Tuesday, November 16, 2010

Monday, November 15, 2010

roses are red and now dead. thanks a lot, winter.

Sometimes I really want to post my poetry on my blog, but I am, admittedly, worried about someone stealing my words. Fixed mediums? Copyrights? Prosecution? Over my head, Jack. So I will refrain. You can steal these words, though. And you can steal my secret poems if you know them. But as for foggy pearls, you shall never be poem friendly.

Saturday, November 13, 2010

peace! junk!

I've gots me a new/old blog. FOG AND PEARLS WILL NOT PERISH! NO, fog/pearlz is used for complainin' and contemplatin', but www.peaceandjunk.blogspot.com is for phat pics. Chex it outs!

Wednesday, November 10, 2010

bare

This has nothing to do with the rest of my post, but just to get it out of the way since I sincerely think about it a lot: Why is it that I have an intense I-need-to-brush-my-teeth-soon feeling whenever I finish (and sometimes before I finish) chewing gum? I don't get that feeling after eating virtually any type of food, even something like garlicky raw meat soaked in onion juice (mmm, I know), just when I chew gum. It is so unpleasant. So why don't I stop chewing gum? Well, I will once I get a Xanax prescription. Or once I break my jaw.

Okay, and now for something entirely different.

Days like today are delicate.

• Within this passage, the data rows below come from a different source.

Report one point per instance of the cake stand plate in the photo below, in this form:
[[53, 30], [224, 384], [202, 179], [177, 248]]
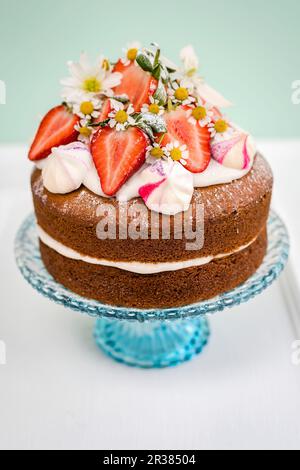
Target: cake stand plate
[[153, 337]]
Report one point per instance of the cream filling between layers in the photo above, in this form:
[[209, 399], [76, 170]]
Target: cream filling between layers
[[132, 266]]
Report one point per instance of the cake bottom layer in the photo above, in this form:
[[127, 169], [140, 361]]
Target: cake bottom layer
[[167, 289]]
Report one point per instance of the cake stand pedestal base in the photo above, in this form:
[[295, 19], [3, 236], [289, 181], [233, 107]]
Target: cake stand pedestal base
[[152, 344], [155, 337]]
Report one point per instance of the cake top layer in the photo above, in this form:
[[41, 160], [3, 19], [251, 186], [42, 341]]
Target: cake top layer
[[140, 126]]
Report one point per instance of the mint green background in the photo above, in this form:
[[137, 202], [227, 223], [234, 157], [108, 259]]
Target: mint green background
[[249, 50]]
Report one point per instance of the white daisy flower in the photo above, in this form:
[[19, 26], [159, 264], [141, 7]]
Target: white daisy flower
[[88, 109], [153, 107], [220, 129], [155, 152], [88, 81], [181, 94], [201, 114], [85, 131], [130, 52], [177, 152], [121, 118]]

There is an impersonal resignation about the grayness, a deep hollowness that is at the same time oddly comforting and obviously terrifying. Days like today solicit stabbing memories of various abandonments, betrayals, and ultimate loss. But in a quiet way. In a way that make them background ghosts, but ghosts nonetheless. The ghosts are there to spook- and they surely will- just in their sneaky specter way. They linger. They sometimes get lost in the distant fog or hide behind awkward lamp posts, yet their presence is sensed and almost sought. So what is there left to do on haunted days like today when you don't even cast a shadow? Is it too much or too little to embody a ghost of your own? A ghost of a girl who is merely looking for a warm corner to lie down and forget for just one more day.

Sunday, November 7, 2010

'hood

Hello, 10:00. You should be 11:00. Daylight savings, you sneaky bastard.

Do you ever wonder what the exact moment was when you departed childhood and entered adulthood? Maybe you have already figured it out. Maybe you can pinpoint that moment, but I sure can't. When did I become 26? When did I stop being "girl" and start being "ma'am"? When did I suddenly start worrying about all different kinds of insurance, the job market, retirement, social security, assets, cholesterol, vitamins, supplements, marriage, taxes, and so on and so on and... so I miss being small. I miss being consumed by daydreams of what I will become; instead I feel anxiety of what I did not become.

I believe that this clinging to childhood has caused many complications in my adult life. It has confused me. I do not take responsibility for many things, I desire shelter from many things, and I deny myself of anything that will signal growth.

Okay, I am probably being a bit dramatic. Most days I am fine with adulthood and all it requires. Most days I am not this reflective about the loss of childhood. But today I am. Today I mourn.

Thursday, November 4, 2010

to be honest, this isn't a great entry. it's not depressing or anything, just a bit boring. boredom is nirvana! is it?

Must get ready for work RIGHT NOW.

No time to write. Ah, but that's where I'm wrong.

I have all of November to write. And screw the whole "write a novel in a month" thing. I am going to write a poem (or two or seven) a day. That's where I'm comfortable (and oh so vulnerable, but in exciting ways). And a novel? My novel would just be poetry anyway. Poetry disguised as pulp.

I'm squeezing out all of the juice. Ninety-nine percent pure, fresh. (But also completely recycled.)